INGREDIENTS
1 teaspoon honey
1 packet of active dry yeast (2 ¼ teaspoons)
5 cups all-purpose flour
4 teaspoons salt
7 Tablespoons Pompeian Organic Robust Extra Virgin Olive Oil
2 small sprigs rosemary, stems removed and leaves minced finely
3 garlic cloves, diced finely
Sea salt
1 cup green olives, cut in half
PREPARATION
- In a large bow add yeast, 2 1/2 cups lukewarm water, and honey. Whisk to combine thoroughly. Let rest for 5 minutes, it should be frothy. Add flour and salt and stir together with a rubber spatula until well combined.

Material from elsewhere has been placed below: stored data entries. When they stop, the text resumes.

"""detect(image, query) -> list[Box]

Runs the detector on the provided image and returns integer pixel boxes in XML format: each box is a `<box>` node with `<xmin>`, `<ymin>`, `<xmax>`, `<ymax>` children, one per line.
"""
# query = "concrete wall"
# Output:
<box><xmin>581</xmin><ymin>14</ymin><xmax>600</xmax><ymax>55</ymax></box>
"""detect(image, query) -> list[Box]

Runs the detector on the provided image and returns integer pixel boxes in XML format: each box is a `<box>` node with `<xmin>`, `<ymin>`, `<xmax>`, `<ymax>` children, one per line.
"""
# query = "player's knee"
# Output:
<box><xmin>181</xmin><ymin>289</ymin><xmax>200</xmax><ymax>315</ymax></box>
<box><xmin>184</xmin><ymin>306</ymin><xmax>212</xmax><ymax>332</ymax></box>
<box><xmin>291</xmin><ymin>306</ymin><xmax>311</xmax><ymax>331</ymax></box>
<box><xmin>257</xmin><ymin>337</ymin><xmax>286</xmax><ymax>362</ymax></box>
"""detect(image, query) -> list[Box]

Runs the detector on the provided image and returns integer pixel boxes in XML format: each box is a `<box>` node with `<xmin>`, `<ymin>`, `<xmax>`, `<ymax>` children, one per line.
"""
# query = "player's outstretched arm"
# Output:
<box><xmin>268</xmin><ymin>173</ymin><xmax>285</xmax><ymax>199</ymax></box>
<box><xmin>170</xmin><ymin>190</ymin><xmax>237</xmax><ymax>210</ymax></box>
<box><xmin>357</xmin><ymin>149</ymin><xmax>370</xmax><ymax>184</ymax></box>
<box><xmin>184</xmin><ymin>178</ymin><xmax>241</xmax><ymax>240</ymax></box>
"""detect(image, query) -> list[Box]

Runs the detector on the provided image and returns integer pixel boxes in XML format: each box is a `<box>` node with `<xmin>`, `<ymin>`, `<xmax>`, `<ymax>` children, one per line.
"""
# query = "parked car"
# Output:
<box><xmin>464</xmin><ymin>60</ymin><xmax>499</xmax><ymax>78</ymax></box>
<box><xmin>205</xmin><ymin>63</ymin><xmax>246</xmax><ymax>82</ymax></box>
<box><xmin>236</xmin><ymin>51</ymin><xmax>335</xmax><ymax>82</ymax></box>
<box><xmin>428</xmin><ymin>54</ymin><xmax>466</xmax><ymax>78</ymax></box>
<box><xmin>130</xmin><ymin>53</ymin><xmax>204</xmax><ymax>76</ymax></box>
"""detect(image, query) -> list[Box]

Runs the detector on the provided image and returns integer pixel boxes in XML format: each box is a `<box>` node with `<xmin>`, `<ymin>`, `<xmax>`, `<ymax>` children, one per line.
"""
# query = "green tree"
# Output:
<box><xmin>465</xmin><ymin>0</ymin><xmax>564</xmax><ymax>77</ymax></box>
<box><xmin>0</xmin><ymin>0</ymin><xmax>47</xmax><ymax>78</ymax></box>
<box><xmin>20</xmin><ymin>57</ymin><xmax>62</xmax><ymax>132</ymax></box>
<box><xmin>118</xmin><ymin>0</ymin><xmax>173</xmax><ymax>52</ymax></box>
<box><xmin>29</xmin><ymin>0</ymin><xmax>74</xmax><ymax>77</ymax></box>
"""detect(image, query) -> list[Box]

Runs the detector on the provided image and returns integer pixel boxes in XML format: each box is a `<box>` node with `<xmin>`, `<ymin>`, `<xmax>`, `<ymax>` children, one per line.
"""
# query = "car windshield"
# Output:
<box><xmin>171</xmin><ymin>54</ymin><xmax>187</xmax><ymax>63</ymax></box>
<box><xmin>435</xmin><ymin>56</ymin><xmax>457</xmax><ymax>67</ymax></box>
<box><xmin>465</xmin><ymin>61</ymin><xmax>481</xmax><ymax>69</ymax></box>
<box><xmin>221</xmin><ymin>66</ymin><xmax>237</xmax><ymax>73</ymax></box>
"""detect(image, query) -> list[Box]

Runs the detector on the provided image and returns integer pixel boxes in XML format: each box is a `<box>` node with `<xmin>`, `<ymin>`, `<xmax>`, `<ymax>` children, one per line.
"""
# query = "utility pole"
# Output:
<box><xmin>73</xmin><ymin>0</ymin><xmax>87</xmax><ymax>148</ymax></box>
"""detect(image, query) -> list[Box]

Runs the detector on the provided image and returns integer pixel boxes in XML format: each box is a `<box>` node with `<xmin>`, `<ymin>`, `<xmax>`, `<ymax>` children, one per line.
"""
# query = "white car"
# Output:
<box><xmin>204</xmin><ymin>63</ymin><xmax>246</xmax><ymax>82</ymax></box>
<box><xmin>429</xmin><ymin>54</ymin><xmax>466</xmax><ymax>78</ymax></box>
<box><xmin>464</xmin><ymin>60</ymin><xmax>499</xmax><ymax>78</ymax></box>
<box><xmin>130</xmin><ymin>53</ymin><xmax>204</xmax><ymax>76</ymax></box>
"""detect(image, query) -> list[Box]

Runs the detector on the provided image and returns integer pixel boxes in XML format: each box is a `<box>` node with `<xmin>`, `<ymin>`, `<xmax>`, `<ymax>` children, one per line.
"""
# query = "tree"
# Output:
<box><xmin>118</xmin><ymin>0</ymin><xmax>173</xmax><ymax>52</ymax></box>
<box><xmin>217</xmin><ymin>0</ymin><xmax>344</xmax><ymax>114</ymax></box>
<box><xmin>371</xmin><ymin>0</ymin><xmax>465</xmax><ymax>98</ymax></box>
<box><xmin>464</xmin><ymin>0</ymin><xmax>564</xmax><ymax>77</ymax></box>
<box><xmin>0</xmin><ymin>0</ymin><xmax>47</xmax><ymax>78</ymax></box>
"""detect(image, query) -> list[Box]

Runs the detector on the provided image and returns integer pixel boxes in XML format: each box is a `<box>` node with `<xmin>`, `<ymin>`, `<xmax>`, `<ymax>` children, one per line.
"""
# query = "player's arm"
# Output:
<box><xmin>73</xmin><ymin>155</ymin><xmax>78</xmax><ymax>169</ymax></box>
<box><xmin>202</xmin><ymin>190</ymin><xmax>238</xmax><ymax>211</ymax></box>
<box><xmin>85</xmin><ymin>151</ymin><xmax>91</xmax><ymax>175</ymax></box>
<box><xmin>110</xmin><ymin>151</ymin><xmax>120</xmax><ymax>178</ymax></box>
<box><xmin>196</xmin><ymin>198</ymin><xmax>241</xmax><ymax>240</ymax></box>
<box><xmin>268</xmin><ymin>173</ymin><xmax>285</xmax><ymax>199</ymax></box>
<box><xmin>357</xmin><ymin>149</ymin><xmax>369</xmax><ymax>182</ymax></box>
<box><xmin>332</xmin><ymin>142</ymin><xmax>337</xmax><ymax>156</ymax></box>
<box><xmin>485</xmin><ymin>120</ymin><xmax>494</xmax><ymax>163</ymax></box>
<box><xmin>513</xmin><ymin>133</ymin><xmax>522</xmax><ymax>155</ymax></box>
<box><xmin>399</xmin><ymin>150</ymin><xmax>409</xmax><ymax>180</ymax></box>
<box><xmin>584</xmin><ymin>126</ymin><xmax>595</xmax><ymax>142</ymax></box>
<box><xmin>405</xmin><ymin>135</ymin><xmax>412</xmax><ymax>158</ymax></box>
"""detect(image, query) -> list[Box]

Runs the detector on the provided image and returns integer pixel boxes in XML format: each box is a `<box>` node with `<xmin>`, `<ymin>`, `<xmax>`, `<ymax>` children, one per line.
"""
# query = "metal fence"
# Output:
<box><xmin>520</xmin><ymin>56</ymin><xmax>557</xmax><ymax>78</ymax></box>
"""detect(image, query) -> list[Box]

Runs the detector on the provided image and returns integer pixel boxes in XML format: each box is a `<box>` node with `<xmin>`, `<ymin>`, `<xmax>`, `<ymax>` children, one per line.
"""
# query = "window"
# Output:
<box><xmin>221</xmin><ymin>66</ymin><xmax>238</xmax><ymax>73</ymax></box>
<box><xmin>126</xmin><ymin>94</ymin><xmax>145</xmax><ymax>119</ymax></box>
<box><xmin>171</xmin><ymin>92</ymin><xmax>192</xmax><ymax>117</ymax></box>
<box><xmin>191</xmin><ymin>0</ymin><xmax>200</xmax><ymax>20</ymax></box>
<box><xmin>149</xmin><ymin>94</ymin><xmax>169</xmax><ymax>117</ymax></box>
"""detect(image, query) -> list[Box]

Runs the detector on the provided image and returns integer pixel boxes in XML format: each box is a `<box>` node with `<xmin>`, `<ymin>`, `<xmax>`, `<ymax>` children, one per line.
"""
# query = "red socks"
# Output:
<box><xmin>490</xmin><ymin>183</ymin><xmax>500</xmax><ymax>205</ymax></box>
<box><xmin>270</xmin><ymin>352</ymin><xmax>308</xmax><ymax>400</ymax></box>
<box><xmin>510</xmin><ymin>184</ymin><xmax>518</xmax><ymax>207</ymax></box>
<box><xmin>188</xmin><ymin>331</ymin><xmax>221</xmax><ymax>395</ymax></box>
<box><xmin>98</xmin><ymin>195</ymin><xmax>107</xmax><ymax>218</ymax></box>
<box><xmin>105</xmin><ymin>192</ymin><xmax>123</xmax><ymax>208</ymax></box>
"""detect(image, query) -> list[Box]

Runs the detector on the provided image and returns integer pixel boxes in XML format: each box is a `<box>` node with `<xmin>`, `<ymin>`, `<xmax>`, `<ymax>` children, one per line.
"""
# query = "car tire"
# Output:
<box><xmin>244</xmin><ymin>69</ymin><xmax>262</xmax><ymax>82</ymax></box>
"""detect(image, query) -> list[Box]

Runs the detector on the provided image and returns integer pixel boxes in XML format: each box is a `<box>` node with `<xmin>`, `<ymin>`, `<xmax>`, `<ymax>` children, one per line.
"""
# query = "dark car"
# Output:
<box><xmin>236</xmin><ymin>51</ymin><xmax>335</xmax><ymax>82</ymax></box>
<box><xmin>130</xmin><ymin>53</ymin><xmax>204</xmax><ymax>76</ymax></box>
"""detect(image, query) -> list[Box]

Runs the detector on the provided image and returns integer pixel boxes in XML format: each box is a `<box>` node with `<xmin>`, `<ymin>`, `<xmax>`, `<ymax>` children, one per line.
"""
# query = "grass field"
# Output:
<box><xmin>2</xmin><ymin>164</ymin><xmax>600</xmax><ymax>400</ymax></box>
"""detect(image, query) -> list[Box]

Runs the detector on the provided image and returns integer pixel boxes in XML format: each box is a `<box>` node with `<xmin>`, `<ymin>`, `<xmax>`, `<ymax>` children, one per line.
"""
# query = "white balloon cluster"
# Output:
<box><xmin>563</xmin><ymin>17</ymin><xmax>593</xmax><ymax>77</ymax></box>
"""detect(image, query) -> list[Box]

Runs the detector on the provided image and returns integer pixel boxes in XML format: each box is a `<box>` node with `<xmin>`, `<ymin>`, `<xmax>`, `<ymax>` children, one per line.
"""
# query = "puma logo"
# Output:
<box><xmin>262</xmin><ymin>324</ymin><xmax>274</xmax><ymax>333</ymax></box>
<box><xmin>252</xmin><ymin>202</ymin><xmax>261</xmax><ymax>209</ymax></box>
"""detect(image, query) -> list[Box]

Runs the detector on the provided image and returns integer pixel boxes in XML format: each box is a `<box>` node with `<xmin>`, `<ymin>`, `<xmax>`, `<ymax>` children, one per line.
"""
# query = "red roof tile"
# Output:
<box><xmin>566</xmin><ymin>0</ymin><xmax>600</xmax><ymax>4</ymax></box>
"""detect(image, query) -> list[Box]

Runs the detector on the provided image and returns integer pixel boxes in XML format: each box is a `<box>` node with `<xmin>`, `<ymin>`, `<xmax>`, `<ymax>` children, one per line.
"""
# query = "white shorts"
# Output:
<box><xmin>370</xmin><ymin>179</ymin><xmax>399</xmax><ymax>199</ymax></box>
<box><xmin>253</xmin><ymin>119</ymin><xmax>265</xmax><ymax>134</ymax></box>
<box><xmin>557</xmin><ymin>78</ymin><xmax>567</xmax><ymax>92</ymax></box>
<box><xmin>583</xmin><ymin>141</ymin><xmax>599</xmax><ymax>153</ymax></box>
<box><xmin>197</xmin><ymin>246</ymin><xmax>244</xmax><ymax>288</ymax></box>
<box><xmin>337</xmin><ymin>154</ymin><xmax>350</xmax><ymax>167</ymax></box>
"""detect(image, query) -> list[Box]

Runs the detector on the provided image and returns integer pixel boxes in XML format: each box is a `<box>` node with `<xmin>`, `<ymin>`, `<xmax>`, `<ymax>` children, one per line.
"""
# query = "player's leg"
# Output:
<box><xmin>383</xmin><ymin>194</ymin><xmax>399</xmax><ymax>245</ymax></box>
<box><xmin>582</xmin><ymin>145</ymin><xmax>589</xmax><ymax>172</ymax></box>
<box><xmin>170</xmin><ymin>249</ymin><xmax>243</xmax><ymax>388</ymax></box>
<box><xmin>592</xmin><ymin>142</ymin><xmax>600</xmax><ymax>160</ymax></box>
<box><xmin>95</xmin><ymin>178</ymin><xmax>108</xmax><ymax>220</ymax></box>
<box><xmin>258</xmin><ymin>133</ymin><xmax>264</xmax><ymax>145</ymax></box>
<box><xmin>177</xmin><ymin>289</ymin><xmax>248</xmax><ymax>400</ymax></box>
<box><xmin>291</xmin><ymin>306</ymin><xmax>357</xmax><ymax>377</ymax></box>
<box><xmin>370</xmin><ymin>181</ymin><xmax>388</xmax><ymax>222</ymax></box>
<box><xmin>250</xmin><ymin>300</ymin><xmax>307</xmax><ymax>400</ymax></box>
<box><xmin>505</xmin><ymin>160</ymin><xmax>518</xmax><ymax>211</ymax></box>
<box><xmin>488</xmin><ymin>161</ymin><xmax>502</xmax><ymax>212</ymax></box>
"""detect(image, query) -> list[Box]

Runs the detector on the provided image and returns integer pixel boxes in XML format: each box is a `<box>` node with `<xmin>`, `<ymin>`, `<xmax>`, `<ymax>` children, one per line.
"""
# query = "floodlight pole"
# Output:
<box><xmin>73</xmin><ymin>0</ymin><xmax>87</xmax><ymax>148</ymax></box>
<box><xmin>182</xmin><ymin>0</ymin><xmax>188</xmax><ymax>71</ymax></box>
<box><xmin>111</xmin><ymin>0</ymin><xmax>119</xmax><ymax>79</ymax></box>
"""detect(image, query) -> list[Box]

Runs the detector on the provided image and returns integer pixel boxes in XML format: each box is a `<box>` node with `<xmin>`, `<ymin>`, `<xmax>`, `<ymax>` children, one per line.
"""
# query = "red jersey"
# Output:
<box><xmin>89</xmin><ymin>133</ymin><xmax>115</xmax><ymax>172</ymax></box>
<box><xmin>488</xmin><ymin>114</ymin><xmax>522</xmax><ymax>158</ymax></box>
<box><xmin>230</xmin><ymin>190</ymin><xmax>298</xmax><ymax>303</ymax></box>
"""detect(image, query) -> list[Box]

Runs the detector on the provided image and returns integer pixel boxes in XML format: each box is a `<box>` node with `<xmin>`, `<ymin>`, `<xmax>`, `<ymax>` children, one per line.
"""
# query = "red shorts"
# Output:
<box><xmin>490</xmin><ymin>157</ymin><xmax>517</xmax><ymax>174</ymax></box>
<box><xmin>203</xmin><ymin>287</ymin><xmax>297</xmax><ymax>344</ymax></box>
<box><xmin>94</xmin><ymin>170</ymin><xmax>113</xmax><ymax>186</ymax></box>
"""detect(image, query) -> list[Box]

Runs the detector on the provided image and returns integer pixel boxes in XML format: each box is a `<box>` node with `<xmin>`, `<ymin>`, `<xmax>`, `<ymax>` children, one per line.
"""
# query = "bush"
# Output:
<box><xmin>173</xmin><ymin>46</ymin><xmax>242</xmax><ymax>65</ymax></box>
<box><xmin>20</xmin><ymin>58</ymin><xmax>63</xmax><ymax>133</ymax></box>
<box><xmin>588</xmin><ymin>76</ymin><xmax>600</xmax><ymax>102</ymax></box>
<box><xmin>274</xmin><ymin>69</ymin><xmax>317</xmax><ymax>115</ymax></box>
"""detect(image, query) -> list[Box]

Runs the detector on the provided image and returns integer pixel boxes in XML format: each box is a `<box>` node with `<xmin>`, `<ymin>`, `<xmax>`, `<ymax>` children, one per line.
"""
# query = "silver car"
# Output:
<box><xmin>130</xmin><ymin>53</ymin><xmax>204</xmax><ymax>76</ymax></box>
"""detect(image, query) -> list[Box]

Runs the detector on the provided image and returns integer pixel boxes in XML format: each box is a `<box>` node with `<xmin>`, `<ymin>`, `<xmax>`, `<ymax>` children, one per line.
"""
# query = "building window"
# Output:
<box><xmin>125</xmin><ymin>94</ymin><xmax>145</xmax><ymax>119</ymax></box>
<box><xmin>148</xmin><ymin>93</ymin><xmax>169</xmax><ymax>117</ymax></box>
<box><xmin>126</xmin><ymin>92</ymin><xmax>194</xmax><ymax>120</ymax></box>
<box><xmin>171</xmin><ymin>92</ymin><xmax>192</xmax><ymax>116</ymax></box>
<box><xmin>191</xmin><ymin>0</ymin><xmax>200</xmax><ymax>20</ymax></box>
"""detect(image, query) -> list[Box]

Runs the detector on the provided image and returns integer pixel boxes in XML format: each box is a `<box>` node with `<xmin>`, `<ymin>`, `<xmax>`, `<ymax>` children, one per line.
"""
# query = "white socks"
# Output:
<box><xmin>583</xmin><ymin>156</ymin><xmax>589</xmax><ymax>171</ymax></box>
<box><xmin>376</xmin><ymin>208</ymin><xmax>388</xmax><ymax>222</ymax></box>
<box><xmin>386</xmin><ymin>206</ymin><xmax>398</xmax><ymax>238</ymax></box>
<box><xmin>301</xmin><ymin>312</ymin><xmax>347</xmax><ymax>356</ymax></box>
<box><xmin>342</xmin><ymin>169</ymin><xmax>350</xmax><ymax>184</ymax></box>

- Add 3 Tablespoons Pompeian Organic Robust Extra Virgin Olive Oil into a large bowl, rotate the bowl to cover the inside. Add your dough to the bowl and turn so that the dough ball is coated in oil. Cover the bowl in plastic wrap. Let rest in a warm area of your kitchen for 3-4 hours until doubled in size (or overnight in the fridge).
- Keeping the dough in the bowl, use your hands to pull the edges of the dough into the center, rotate the bowl and do this a few more times to deflate the dough ball. Transfer the dough to a 9 X 13 baking dish lined with parchment paper. Let rise in a warm area for another 1.5 hours-2 hours until doubled in size again.
- Preheat oven to 450 F.
- In a small skillet, add the remaining 4 Tablespoons Pompeian Organic Robust Extra Virgin Olive Oil, rosemary, and garlic. Simmer on low-medium heat for 5 minutes until fragrant, stirring frequently and being careful not to burn the garlic.
- Dimple the bread all over with your fingers, pressing all the way to the bottom on the pan. Place the olives on the bread and then drizzle the olive oil and rosemary mixture over the loaf, sprinkle with sea salt.
- Bake for 30-35 minutes until golden brown.